Results: Four themes were identified: aligning with patient preferences (avoiding unwanted care, prioritising autonomy and anticipating family opposition), advocating best interests (defining futile care, relying on clinical judgement, rejecting unreasonable decisions and disregarding legal consequences), establishing validity (doubting rigour of the decision-making process, questioning patients’ ability to understand treatment decisions, distrusting outdated preferences and seeking confirmation) and translating written preferences into practice (contextualising patient preferences, applying subjective terminology and prioritising emergency medical treatment).
Conclusions: ACDs provide doctors with opportunities to align patient preferences with treatment and uphold patient autonomy. However, doctors experience decisional conflict when attempting to adhere to ACDs in practice, especially when they believe that adhering to the ACD is not in the patients’ best interests, or if they doubt the validity of the ACD. Future ACP programmes should consider approaches to improve the validity and applicability of ACDs. In addition, there is a need for ethical and legal education to support doctors’ knowledge and confidence in ACP and enacting ACDs.

Here is the link and access to the full paper:

To me all this just highlights how complex this area is and how just providing a data-base entry regarding the existence of a directive and a .pdf of the directive has the risk of doing more harm than good, offering confidence the issue is in hand.

You can read all about the way the system operates here:

However, it is the steps before and after the download that really matter!  The most important issue is that everyone in the family and your GP really understand just what your wishes are, and that you have communicated to all who might have an interest what you want.

This vital step keeps to a minimum the distant relatives who rush in and demand you receive futile treatment because the key people in you life already know what your wishes are and will be keen to see they are carried out.

A properly drawn up and signed ACD is a legal document and assuming it is not many years old should be honoured by both relatives and medical staff.

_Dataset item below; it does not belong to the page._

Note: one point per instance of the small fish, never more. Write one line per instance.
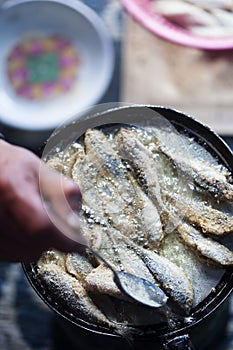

The other issue is, of course, to make sure the document is easily accessible and verifiable, and that the custodian(s) you choose know your wishes. As the doctors or custodians may not have #myHR access the most important step at this point is to make sure the relevant ones do have a copy – especially treating doctors and hospitals as well as all relevant relatives.

Getting your wishes properly honoured takes a good deal more than a .pdf upload to your #myHR! I think there are other and better ways to get what you want, if you are concerned. That said, placing your ACD on the #myHR as a backup can do little harm as long as you are fully aware of the limitations of doing it.

David.

1 comment:

Anonymous said...

David, you could shorten the title of this blog entry to "I Think The ADHA Might Have Overestimated The Usefulness Of The #myHealthRecord"

That would just about cover it all.

The problem is that the Labor party still wouldn't understand, and the government doesn't want to understand.